Measuring abundance with eDNA
eDGES v2 – Project 8
This project focuses on building models of species abundance from eDNA metabarcoding datasets. Well-established species abundance distributions such as the lognormal distribution can be fitted to data in metabarcoding datasets. The underlying species abundance distribution will provide a better estimate of the relative abundance of species in the environment than the raw eDNA data.
The use of these models for species abundance has several applications in ecology. The most obvious is just to generate better estimates of relative biomass of species in any environment. Another is to improve our understanding of how similar communities are. In the example below, 75 eDNA samples were taken at two adjacent locations in Shark Bay on the West Australian coast and fish species were identified from one metabarcoding assay. This area is characterised by a strong salinity gradient from hypersaline water in Hamelin Pool to normal seawater in the Eastern Gulf. We analysed the fish communities in both locations. If we accept all detections, then the communities look quite similar. However, if we start to filter our results by abundance based on a model, the more we filter the data to higher abundance species, the more dissimilar the fish communities become. If we only consider species present at >1% total abundance they are very dissimilar communities, which is what would be expected for such different salinity conditions. This emphasises the importance of abundance in community comparisons, and suggest that many eDNA community comparison results based on incidence alone are misleading.

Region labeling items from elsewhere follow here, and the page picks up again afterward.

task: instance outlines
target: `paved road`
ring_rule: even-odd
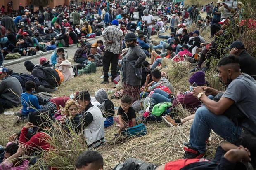
[[[93,39],[92,40],[90,41],[90,42],[91,43],[93,43],[95,41],[97,41],[98,40],[100,39],[103,40],[103,38],[102,38],[102,37],[100,37],[98,38],[95,38],[95,39]],[[68,51],[69,59],[70,60],[70,59],[73,59],[74,54],[75,54],[75,53],[76,52],[77,49],[77,47],[76,47],[76,45],[70,47],[68,47],[66,49],[66,50]],[[43,56],[47,58],[47,60],[49,60],[52,54],[52,53],[50,53],[49,54],[46,54],[45,55],[43,55]],[[34,64],[36,65],[39,63],[39,58],[40,58],[40,57],[41,57],[41,56],[35,58],[31,59],[30,60]],[[9,66],[6,66],[6,67],[7,68],[10,68],[10,69],[14,71],[14,72],[17,72],[18,73],[28,73],[27,70],[26,69],[25,67],[24,66],[24,61],[17,64],[14,64],[14,65]]]

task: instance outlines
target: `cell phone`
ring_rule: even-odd
[[[197,84],[195,82],[194,82],[194,83],[192,84],[192,86],[193,87],[197,87]]]

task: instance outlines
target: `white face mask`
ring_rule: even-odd
[[[193,91],[193,86],[191,85],[190,85],[190,90],[191,91]]]

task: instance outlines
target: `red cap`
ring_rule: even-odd
[[[47,59],[45,57],[42,57],[39,58],[39,63],[43,63],[43,61],[47,61]]]
[[[22,35],[28,36],[28,33],[26,32],[24,32],[23,33],[22,33]]]

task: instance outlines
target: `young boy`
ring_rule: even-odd
[[[87,60],[87,64],[85,67],[78,70],[78,75],[96,72],[96,65],[94,62],[94,56],[93,55],[89,55]]]
[[[132,106],[132,98],[124,95],[121,98],[121,106],[118,108],[117,116],[120,124],[120,133],[128,127],[136,126],[136,113]]]
[[[21,116],[23,117],[27,117],[30,112],[42,109],[38,98],[32,94],[35,88],[36,84],[32,81],[28,81],[25,84],[26,91],[22,93],[21,97],[23,106]]]
[[[57,51],[52,53],[50,58],[50,64],[55,66],[58,61],[59,56],[62,55],[64,53],[65,53],[65,50],[63,48],[59,48]]]

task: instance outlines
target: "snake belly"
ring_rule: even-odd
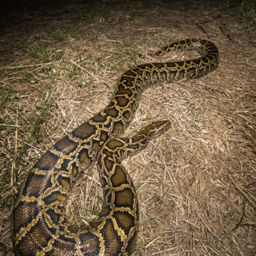
[[[147,87],[158,82],[198,78],[218,65],[218,50],[205,40],[187,39],[152,56],[196,50],[200,58],[142,64],[119,79],[109,104],[68,133],[36,163],[23,181],[11,218],[15,255],[130,255],[136,244],[139,208],[135,189],[122,167],[123,157],[144,148],[168,123],[148,125],[133,138],[119,138]],[[111,139],[113,138],[113,139]],[[66,202],[82,170],[97,162],[105,204],[85,229],[69,224]]]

Figure 1: The importance of abundance measurement in eDNA metabarcoding. Two communities of fish in adjacent parts of Shark Bay were studied by highly-replicated eDNA sampling. Abundance based on SADs is shown as horizontal bars. Fish unique to their own community are shown as red or blue. Fish present in both communities are grey. If this is analysed with only presence/absence, as given by Venn diagrams, the communities have extensive overlap as raw data. This is because the actual change between communities is in abundance, from high to low, or vice versa. eDNA metabarcoding is very sensitive, and a small quantity of DNA is treated in the same way as a large amount, which is misleading. If the data is filtered to the most abundant species, the communities look far more differentiated, which is a more accurate description of community differences. This is one application of the software developed in this project, but there are many more.
The analyses above use a software package “SQEMA” that was written as part of this project. It is freely available and is described in the software section of this website.